One commentor earlier stated that you can only use noble gases - this is not accurate; the first ion thrusters used mercury as fuel, and recent tests using iodine have been quite successful; a bunch of other stuff has been tried too. What is true, though, is that for traditional designs (any design that has to deal with a plasma), you want a pure fuel - all the atoms need to be the same type. So, each atom from a pool of mercury is a mercury atom, each atom from an I2 iodine gas molecule is an iodine atom. With noble gases, this happens naturally, and they are very shelf-stable, not corrosive, etc... which makes them the preferred fuel right now, but they are not the only option. The reason you need a pure substance is that sparking a plasma will break every atomic bond in your fuel, but your ion optics can only be designed to handle one mass of particle. If you tried to run on water vapor, for example, the plasma would have hydrogen ions and oxygen ions mixed together, and if you optimize your engine to handle the mass of oxygen ions, the hydrogen ions will usually slam into the walls and cathodes and other thruster parts because you aren't controlling them properly - this leads to rapid corrosion that kills the thruster. So, you pick your fuel during the design process, and stick to it from then on.
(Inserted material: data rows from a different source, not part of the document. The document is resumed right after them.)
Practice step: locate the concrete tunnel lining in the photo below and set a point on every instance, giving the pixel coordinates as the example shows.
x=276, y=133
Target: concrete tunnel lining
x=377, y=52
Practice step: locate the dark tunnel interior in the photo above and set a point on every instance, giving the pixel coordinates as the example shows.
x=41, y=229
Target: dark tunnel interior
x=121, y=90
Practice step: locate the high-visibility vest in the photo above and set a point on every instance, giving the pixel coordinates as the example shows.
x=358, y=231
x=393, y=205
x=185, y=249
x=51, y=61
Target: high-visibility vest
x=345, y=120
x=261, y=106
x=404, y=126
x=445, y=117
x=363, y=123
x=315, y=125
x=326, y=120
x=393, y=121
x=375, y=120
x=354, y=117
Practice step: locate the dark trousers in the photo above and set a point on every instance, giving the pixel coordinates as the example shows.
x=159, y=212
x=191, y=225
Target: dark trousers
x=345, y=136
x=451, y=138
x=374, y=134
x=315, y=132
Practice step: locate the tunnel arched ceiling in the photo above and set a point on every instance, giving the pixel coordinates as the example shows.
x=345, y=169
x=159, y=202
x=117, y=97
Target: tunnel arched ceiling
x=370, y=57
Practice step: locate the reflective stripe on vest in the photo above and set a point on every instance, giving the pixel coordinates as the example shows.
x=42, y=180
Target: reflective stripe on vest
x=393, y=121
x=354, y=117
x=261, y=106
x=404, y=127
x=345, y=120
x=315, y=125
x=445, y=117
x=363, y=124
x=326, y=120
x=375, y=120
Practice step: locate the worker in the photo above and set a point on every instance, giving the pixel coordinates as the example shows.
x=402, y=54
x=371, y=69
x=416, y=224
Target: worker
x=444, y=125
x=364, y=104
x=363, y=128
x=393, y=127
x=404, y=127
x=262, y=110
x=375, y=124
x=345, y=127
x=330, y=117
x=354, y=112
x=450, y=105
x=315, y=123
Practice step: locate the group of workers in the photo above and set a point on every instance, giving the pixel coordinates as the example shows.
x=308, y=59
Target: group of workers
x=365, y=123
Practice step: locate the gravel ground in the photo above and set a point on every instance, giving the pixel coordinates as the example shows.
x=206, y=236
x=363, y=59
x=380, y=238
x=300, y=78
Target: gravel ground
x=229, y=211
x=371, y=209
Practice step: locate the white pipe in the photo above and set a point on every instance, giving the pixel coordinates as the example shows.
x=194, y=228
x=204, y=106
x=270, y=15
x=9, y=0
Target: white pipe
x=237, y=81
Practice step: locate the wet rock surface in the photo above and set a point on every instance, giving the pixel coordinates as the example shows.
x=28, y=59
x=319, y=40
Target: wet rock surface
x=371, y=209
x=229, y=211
Lastly, though, your intuition that an ion thruster can use just about anything as fuel is at least directionally correct. The thruster my company is developing makes ions by field effect ionization, which is such a gentle process that it typically does not break molecular bonds. If we are successful, we will be able to ionize molecular fuels and accelerate them without needing to make a plasma that breaks them apart. So, our target fuel is SF6, which offers slightly better performance than xenon at 0.3% of the cost, but in principle you could use this process on heavy molecules as large as carbon chain polymers or proteins (this is done in biotech labs all the time - it is how field effect mass spectrometry works). Theoretically you could run it on liquified DNA, though ISP would be so bad at that point that it wouldn't be worth doing - just burn the DNA for chemical thrust instead. SF6 thrusters are not a done deal yet, though - it remains to be seen if we can keep the temperature low enough to keep the fluorine atoms from dissociating in our SF6 gas - basically, if it gets too hot, we will have the same problem other thrusters have of particles of different masses doing bad things to our system, which will make us choose a different fuel. But, if we can keep it cool enough (below ~500 C) that it all stays SF6, every SF6 molecule has the same mass as every other SF6 molecule, and we will be able to design optics that handle that mass specifically, and a new fuel becomes possible.